The first I/O path is the uncached managed disk path. An I/O operation uses this path if you're using a managed disk and you set the host caching to none. An I/O operation that uses this path will run based on disk-level provisioning and then VM network-level provisioning for IOPS and throughput.

The second I/O path is the cached managed disk path. Cached managed disk I/O uses an SSD that's close to the VM. This SSD has its own IOPS and throughput provisioned, and it appears as "SSD-level provisioning" in the diagram.

When a cached managed disk initiates a read, the request first checks to see if the data is in the server SSD. If the data isn't present, this creates a cached miss. The I/O then runs based on SSD-level provisioning, disk-level provisioning, and then VM network-level provisioning for IOPS and throughput.

When the server SSD initiates reads on cached I/O that are present on the server SSD, it creates a cache hit. The I/O then runs based on the SSD-level provisioning. Writes that a cached managed disk initiates always follow the path of a cached miss. They need to go through SSD-level, disk-level, and VM network-level provisioning.

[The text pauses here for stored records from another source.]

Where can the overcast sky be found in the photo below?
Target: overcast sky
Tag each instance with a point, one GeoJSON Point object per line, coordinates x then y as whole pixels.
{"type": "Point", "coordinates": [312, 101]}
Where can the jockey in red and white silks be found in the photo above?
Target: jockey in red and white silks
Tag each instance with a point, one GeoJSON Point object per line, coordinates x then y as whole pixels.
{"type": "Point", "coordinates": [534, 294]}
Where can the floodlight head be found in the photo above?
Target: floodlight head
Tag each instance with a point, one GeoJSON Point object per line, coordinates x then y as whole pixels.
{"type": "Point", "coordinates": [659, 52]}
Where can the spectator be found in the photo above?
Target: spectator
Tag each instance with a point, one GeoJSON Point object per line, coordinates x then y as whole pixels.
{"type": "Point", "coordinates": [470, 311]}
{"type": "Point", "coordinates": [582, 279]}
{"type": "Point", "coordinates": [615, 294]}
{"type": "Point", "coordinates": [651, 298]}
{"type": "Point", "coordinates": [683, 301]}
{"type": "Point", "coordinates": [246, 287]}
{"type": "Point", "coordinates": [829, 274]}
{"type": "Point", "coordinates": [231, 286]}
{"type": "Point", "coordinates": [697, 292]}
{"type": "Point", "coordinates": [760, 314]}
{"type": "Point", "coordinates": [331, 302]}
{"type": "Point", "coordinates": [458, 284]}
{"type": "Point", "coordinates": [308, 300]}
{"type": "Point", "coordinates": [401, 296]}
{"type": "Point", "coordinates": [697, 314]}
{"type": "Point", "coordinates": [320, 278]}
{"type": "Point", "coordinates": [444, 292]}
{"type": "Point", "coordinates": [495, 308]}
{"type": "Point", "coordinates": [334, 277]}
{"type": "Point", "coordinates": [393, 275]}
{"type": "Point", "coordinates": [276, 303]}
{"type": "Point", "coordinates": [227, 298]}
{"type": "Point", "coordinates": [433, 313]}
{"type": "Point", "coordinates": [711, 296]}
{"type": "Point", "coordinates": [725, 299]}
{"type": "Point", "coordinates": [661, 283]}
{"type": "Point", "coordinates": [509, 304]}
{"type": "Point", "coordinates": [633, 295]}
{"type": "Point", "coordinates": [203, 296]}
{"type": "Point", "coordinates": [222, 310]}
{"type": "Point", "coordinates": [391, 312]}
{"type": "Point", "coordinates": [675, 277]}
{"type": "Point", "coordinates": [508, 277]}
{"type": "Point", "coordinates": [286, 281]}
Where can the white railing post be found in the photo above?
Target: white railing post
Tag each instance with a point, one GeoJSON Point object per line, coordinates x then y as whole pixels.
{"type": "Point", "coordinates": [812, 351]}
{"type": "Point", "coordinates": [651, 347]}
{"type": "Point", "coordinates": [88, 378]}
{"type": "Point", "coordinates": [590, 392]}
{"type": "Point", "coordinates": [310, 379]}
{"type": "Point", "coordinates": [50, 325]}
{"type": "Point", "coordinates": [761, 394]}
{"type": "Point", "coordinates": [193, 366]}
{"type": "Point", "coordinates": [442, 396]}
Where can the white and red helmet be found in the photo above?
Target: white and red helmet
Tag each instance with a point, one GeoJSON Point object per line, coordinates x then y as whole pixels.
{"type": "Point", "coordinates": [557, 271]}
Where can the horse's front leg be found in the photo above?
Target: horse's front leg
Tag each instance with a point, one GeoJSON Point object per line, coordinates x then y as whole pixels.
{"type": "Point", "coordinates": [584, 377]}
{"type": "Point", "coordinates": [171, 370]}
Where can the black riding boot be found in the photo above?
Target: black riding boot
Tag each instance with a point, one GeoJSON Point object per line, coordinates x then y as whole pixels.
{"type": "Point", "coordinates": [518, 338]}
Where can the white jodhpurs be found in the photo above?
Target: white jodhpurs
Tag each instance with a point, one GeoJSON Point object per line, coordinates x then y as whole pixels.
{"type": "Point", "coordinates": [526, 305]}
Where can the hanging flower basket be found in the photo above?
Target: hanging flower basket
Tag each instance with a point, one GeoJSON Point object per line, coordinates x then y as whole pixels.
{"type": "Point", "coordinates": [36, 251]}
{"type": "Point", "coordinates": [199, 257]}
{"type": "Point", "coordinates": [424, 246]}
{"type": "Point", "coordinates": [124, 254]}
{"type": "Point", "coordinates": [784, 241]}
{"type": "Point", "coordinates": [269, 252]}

The third path is for the Local/Temp disk. It's available only on VMs that support Local/Temp disks. An I/O operation that uses this path will run based on SSD-level provisioning for IOPS and throughput.

The following diagram shows an example of these limitations. The system prevents a Standard_D2s_v3 VM from achieving the 5,000 IOPS potential of a P30 disk, whether it's cached or not, because of limits at the SSD and network levels.

Diagram of the three-level provisioning system with a Standard_D2s_v3 example allocation.

Azure uses a prioritized network channel for disk traffic. Disk traffic takes precedence over low-priority network traffic. This prioritization helps disks maintain their expected performance in case of network contentions.

Similarly, Azure Storage handles resource contentions and other issues in the background with automatic load balancing. Azure Storage allocates required resources when you create a disk, and it applies proactive and reactive balancing of resources to handle the traffic level. This behavior further ensures that disks can sustain their expected IOPS and throughput targets. You can use the VM-level and disk-level metrics to track the performance and set up alerts as needed.

To learn the best practices for optimizing VM and disk configurations so that you can achieve your desired performance, see Design for high performance.